In an interview with The Daily Caller, Terry O'Neill, President of the National Organization for Women (NOW), an organization that represents the interests of liberal women, said the photo is “sexist.”
“Casting her in that expression and then adding ‘The Queen of Rage’ I think [it is sexist]. Gloria Steinem [an activist in the feminist movement of the 1960s] has a very simple test: If this were done to a man, would it ever be done to a man, has it ever been done to a man? Surely this has never been done to a man,” O'Neill said.
When The Daily Caller reminded O'Neill that Newsweek has had unflattering photos of Rush Limbaugh and John McCain on their covers, O'Neill responded, “Who has ever called a man ‘The King of Rage?”
“Basically what Newsweek magazine-and this is important, what Newsweek magazine, not a blog, Newsweek magazine…what they are saying of a woman who is a serious contender for President of the United States of America…They are basically casting her as a nut job. The ‘Queen of Rage’ is something you apply to wrestlers or somebody who is crazy. They didn’t even do this to Howard Dean when he had his famous scream.”
Janice Crouse, a senior fellow at Concerned Women for America, an organization representing the interests of conservative women, agrees with O'Neill that the cover is sexist.
“I agree with the National Organization for Women. It is outrageous to label a woman being full of rage. They would never do that to a man. This is typical of the way they handle women leaders, particularly conservative women leaders. So, most of us have gotten used to that idea, but it's not something we ought to condone or get used to,” Crouse said.
Crouse went further, saying that Newsweek depicted Bachmann negatively, not just because she is female, but also because she is a conservative female.
“It's very sad the way the national media is pillorying both Michele and other women leaders,” said Crouse. They typically do this to conservatives, though. It's amazing to me that they think they can get away with it. Anybody who looks at that picture knows it's not representative of Michele Bachmann - it's a caricature. The description of her is even worse, calling her the 'Queen of Rage'.”
Colleen Holms, Executive Director of Eagle Forum, another conservative women's organization, did not think the cover was particularly sexist but agreed that it was attacking Bachmann's because of her ideology.
“In general I don't think they would've done it to a conservative politician. I don't know that it's necessarily sexist. I'm glad that the National Organization for Women is defending her, but I think, in general, they wouldn't have done it to a liberal politician, they might have done it to [a male conservative],” Holms said.
Tina Brown, Editor-in-Chief of Newsweek, defended the cover, saying, “Michele Bachmann's intensity is galvanizing voters in Iowa right now and Newsweek's cover captures that.”
The word “rage” does not appear anywhere in the article, but Newsweek does ask Bachmann about voter anger. “You use the word 'anger.' It's not anger ... Americans aren't expressing 'unhinged anger' ... People are saying the country is not working,” Bachmann explains in the interview.

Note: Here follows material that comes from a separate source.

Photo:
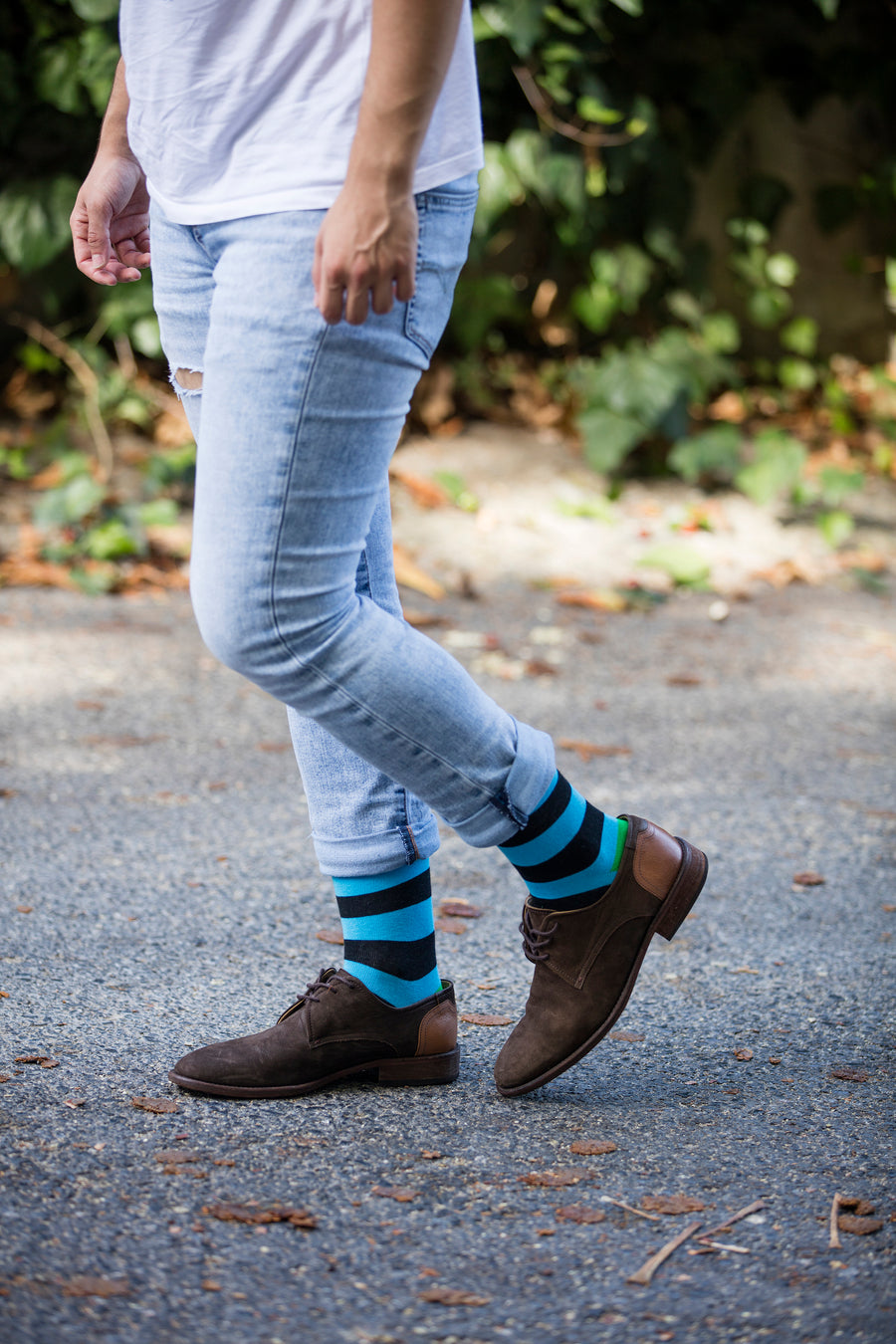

“There's a big difference between rage and outrage,” Holmes noted. “What Michele Bachmann is doing is not rage ... She's speaking the truth and expressing outrage at liberal policies that limit our freedom and destroy our economy.”
“I think they are more or less trying to use [Bachmann] as a symbol of the Tea Party and by extension trying to depict the Tea Party as crazy and full of rage,” Holmes added.
Bachmann was asked at a campaign stop in Iowa if she had seen the cover. She said she had not seen it. When the cover was described to her, she replied, “Ah ha, we'll have to take a look at that now.”